Семья Наполеона | страница 177
Когда Жозеф 20 июня получил известие о катастрофе, он созвал Совет министров «во имя спасения Франции и империи». Этот шаг позволил Фуше организовать оппозицию еще до того, как выбившийся из сил и заляпанный грязью Наполеон рано утром следующего дня объявился в Елисейском дворце. Сначала, вдохновленный Люсьеном, Лазаром Карно и кое-кем из маршалов, он надеялся продолжить борьбу. Во время преследования в рядах союзников начался разброд, после того как, неожиданно для себя, они получили у Парижа отпор от Даву. Жозеф сказал Совету, что повода для отчаяния нет. Люсьен обратился с речью к Верхней палате, блеснув при этом своим былым красноречием. Взывая к чести своей аудитории, он увлеченно доказывал, что вовсе ничего не потеряно. Затем со своего места вскочил Лафайет и произнес единственно разумную речь за всю свою долгую карьеру:
«Вы обвиняете нас, будто мы позабыли о своем долге по отношению к нашей чести и Наполеону. Разве вы позабыли, что повсюду кости наших детей и братьев свидетельствуют о нашей преданности ему: в африканских песках, на берегах Гвадалквивира и Вислы, на снежных полях перед Москвой? За последние десять лет и даже больше три миллиона французов сложили голову ради человека, который по-прежнему желает побороть всю Европу. Мы сделали достаточно ради него, сегодня наш долг — спасти страну».

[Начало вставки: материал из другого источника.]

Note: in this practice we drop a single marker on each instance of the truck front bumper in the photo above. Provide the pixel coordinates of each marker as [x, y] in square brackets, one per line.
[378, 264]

Эта речь стала завершающим ударом в крушении императора. Люсьен, поддерживаемый Даву, желал нового переворота, повторения 18 брюмера. «Будь смел!» — призывал он брата, на что Наполеон просто ответил: «Я был слишком смел». Он был совершенно опустошен и измучен и частенько часами просиживал в полном бездействии, время от времени разражаясь истерическим смехом или же бормоча себе под нос: «Ах! Mon Dieu!» Он опасался, что попытка переворота может привести к полнейшей анархии. «Меня повергали в ужас воспоминания из моей юности», — позднее объяснял он. 22 июня он отрекся в пользу своего сына, прекрасно зная, что австрийцы ни за что не позволят мальчику покинуть Вену. Затем, сопровождаемый Гортензией, он укрылся в Мальмезоне, в то время как Люсьен предпринимал отчаянные, но совершенно безуспешные попытки провозгласить императором Наполеона II. От Гортензии нам известно, что низвергнутый император не желал покидать Мальмезон, где провел столько радостных дней своей жизни. «Как прекрасно здесь было, — говорил он. — Как счастливы мы были бы здесь, если бы могли остаться навсегда».